Dear Shaded Viewers,
Zimmermann’s latest collection seamlessly merges the artistic splendor of 2D illustrations into the dynamic world of contemporary dress. The Australian designer, with a keen eye for the intricate, drew inspiration from a diverse palette including 1920s fashion magazine covers and the unique, somewhat eclectic drawings of actor Barry Otto, reminiscent of Aubrey Beardsley’s art nouveau meeting the freewheeling spirit of the ’70s. Zimmermann’s refusal to simplify her vision into something as pedestrian as a tube dress speaks volumes of her commitment to depth and movement in fashion.
For over three decades, Zimmermann has championed the allure of fluidity, from blouses that echo the freedom of artist smocks to dresses adorned with godet pleats, creating silhouettes that dance between soft swishes and sumptuous elegance. This season, the collection flirted with a duality of form, blending mannish and workwear pieces with the spark of animal prints and sequins, hinting at a layered identity that is both sophisticated and bold.
Amidst this journey, Zimmermann has also ventured into the world of delicate lingerie, hinting at an expansion spurred by recent successes. With a flurry of retail expansions, Zimmermann is on a quest to dress the world, from Dubai to Munich, in garments that transcend language barriers, embodying a global appeal that is both familiar and extraordinarily fresh.

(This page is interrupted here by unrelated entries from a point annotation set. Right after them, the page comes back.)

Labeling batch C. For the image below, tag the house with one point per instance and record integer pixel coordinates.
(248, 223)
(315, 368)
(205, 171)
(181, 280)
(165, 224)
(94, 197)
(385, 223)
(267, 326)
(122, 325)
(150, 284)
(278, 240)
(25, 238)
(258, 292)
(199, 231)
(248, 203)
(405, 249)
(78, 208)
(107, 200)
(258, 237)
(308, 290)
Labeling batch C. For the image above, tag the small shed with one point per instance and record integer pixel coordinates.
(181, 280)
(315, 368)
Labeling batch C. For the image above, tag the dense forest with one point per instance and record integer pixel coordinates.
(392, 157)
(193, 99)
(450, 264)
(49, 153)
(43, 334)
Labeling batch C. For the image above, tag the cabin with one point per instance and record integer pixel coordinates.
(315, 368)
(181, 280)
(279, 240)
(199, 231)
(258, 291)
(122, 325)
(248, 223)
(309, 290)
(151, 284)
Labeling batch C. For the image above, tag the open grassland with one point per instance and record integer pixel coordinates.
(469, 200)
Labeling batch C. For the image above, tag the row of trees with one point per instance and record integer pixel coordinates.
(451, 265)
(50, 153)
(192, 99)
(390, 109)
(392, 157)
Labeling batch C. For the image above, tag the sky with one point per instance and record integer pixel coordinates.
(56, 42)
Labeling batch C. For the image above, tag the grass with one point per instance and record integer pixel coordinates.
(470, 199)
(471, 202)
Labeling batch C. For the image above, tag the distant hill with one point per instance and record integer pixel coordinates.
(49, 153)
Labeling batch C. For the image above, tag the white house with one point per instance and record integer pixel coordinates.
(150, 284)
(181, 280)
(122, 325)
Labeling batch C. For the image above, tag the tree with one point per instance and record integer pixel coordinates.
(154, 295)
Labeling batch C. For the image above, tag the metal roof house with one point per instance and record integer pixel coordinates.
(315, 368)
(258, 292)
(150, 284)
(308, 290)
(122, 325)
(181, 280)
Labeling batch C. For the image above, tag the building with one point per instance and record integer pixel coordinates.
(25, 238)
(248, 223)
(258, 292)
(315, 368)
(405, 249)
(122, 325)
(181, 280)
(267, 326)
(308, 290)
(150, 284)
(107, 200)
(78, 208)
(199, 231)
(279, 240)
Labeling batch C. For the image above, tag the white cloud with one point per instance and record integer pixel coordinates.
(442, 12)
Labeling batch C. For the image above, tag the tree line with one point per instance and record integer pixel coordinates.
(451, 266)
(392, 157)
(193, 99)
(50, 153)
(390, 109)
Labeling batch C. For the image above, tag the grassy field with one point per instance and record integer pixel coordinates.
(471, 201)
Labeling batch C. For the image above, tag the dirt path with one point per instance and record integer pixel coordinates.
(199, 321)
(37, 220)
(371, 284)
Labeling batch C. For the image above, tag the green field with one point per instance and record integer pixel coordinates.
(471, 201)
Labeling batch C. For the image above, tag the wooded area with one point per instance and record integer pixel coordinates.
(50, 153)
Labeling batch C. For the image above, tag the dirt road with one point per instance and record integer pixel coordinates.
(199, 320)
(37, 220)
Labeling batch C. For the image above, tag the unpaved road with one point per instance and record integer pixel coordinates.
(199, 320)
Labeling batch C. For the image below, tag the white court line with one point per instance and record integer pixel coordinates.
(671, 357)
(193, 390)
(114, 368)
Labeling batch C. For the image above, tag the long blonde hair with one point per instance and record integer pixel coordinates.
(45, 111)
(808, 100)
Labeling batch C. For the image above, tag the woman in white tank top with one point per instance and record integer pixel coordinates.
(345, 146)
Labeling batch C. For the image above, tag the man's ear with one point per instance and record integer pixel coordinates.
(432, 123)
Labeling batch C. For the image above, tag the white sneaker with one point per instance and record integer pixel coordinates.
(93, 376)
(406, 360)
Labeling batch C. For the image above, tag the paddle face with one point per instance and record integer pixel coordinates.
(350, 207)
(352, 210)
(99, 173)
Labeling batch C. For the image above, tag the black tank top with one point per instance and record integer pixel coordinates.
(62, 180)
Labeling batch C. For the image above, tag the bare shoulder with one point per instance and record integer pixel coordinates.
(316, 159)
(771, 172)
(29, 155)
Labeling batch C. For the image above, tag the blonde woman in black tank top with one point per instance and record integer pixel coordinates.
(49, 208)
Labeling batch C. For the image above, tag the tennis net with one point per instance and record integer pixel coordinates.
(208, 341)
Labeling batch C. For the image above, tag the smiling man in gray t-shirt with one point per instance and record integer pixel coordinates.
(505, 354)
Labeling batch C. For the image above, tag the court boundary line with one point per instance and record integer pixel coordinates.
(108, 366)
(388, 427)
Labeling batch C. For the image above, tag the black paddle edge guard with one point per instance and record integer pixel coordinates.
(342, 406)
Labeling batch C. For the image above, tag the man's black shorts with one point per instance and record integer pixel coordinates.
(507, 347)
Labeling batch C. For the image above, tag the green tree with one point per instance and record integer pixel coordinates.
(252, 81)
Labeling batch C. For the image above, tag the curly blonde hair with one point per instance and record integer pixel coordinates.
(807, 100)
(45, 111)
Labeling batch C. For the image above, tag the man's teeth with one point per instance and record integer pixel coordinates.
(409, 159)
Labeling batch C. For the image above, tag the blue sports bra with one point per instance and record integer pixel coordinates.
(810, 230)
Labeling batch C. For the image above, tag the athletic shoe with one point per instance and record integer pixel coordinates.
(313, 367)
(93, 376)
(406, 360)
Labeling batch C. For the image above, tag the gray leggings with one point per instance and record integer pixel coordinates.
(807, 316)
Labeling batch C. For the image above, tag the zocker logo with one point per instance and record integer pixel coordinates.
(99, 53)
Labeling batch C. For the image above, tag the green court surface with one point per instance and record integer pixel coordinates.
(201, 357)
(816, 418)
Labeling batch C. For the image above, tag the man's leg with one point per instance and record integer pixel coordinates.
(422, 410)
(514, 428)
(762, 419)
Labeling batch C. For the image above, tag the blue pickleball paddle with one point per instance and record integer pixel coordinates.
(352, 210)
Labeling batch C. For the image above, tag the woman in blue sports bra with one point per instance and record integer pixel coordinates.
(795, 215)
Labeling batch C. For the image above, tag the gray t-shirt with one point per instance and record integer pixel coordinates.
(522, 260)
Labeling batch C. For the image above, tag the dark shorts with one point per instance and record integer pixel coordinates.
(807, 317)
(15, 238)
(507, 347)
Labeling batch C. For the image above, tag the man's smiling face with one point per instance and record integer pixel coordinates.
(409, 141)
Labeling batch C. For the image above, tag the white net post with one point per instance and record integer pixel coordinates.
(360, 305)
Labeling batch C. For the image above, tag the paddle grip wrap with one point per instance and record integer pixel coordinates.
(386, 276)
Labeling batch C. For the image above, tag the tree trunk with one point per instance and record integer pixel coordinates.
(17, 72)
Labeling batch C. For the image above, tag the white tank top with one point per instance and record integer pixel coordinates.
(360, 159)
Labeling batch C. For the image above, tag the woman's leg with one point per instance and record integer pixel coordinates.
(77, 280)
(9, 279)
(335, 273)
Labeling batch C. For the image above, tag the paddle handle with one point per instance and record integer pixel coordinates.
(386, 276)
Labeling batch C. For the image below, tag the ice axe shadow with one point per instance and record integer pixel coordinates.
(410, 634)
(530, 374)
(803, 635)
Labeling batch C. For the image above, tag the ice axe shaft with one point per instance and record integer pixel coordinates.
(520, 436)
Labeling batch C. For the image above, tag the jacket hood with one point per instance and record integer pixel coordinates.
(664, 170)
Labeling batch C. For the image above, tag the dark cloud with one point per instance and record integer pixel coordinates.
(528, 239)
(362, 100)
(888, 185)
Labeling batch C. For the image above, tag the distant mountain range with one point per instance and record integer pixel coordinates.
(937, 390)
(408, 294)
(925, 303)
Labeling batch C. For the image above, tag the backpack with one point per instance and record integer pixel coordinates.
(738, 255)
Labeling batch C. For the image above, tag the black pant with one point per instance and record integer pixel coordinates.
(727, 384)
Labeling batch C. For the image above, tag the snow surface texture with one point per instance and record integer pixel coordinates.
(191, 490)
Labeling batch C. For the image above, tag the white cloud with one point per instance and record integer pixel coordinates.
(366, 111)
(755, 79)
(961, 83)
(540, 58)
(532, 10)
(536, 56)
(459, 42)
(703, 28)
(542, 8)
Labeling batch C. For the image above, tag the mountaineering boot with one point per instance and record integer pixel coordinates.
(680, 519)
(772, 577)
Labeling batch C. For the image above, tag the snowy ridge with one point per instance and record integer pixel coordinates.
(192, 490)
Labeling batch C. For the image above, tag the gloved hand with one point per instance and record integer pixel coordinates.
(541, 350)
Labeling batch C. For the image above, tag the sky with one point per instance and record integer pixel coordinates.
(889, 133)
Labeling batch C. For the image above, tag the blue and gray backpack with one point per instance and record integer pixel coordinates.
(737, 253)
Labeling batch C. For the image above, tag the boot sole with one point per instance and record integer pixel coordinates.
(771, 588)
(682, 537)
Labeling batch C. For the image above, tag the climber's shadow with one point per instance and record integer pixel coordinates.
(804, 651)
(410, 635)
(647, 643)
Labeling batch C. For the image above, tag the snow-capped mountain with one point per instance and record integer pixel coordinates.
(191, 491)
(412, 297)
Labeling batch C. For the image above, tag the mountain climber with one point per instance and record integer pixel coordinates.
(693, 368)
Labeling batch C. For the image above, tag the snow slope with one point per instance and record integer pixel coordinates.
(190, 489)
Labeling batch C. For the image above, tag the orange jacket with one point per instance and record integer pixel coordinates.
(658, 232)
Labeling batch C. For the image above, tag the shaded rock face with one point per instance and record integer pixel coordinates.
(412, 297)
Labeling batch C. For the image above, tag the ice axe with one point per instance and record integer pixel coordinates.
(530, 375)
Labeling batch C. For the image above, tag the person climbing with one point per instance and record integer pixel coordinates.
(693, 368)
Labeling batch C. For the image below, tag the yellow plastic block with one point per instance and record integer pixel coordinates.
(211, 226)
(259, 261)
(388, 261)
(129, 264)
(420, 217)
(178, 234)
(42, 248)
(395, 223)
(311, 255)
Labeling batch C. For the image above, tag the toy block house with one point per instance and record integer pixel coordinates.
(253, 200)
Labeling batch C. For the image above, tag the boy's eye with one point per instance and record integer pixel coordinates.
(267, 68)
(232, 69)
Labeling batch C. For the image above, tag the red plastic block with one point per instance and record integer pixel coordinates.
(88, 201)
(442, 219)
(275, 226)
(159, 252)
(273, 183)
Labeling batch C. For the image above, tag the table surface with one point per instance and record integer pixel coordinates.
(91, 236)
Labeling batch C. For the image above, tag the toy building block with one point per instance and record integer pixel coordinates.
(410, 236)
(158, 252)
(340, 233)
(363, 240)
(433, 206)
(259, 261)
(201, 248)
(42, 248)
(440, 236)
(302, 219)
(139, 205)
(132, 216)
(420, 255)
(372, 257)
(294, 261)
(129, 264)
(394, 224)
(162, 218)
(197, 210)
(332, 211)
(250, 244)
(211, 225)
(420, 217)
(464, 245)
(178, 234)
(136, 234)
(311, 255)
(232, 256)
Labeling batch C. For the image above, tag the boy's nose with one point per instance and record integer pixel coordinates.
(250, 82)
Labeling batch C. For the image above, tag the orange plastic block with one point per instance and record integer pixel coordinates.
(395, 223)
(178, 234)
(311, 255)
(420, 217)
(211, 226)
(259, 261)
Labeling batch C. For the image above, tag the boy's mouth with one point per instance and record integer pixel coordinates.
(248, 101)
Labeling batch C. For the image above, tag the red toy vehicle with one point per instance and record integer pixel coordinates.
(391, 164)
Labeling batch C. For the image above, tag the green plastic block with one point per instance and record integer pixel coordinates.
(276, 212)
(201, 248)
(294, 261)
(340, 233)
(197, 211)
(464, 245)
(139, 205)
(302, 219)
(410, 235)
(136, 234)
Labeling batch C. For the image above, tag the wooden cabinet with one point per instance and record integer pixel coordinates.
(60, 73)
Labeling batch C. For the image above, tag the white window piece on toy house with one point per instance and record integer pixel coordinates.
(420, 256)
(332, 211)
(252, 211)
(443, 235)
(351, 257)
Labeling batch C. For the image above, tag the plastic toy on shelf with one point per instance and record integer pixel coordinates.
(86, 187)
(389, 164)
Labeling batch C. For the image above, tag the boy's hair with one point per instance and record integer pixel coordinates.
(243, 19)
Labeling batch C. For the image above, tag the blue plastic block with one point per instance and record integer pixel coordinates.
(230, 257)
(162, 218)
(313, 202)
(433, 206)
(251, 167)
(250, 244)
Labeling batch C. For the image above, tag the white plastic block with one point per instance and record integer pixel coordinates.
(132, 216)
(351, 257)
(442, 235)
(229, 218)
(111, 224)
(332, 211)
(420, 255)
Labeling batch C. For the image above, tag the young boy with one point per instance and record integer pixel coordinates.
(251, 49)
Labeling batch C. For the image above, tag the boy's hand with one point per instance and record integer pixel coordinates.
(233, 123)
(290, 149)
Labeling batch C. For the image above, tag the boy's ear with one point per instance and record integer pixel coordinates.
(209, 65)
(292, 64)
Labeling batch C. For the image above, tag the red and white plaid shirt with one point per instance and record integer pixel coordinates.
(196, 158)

This collection, while paying homage to the artistic ferment of the Bloomsbury Group and the bohemian zest of the past, brings a contemporary twist that feels urgently necessary. The ’70s influence, reimagined through denim and satin, alongside the historic charm of flapper dress details, showcases Zimmermann’s talent for blending eras without losing sight of modern desires.